It's kind of like the "too big to fail" argument. You can argue all you want that there shouldn't be any companies we're so dependent on, but the fact is that we are. And there's no practical way to get out of this situation, so you have to figure out how best to live with it.

what companies do you consider "too big to fail"? I can't think of any that people couldn't manage to adjust to being without unless ,perhaps, some companies involved with medical stuff, and even then it seems likely that it wouldn't be long before the gaps were filled by other companies.

According to reports there are over 200,000 refugees in camps from Syria alone, and 10s of thousands fleeing the violence in the Sudan, and that doesn't consider the others such as the Palestinians and the people in other parts of the world.
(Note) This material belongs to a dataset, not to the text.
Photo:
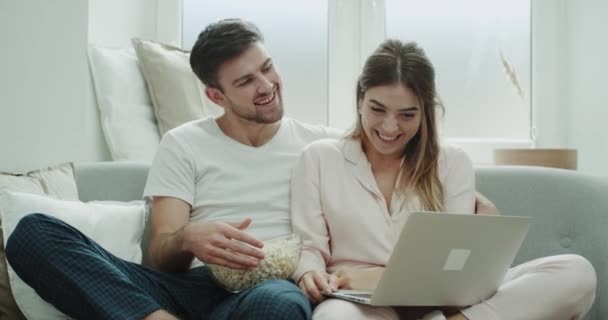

Some of them are now 3rd generation in refugee camps. What possible acceptable rationale would there be to any of them to tell them that they can't get help because some business enterprise needs the money more because it's "too big to fail and we can't do without them" ? Do you suppose that that value system might conceivably have something to do with the fact that some people would rather tie a bomb around their belly and walk into a crowded shop and blow themselves up than live under those conditions any more?

Seems to me that the "competition" laws that many countries have were designed to make sure that no company ended up the only game in town. If governments have reneged on that responsibility then they should do something about fixing the situation, rather than supporting bloated, badly run companies feeding off the taxpayer.

The last time the taxpayers in Canada bailed out Air Canada the president who (almost) put them into recievership walked away with an over $600,000 bonus. Rumor has it that this is not an unusual sort of thing to happen. Too big to fail, my foot.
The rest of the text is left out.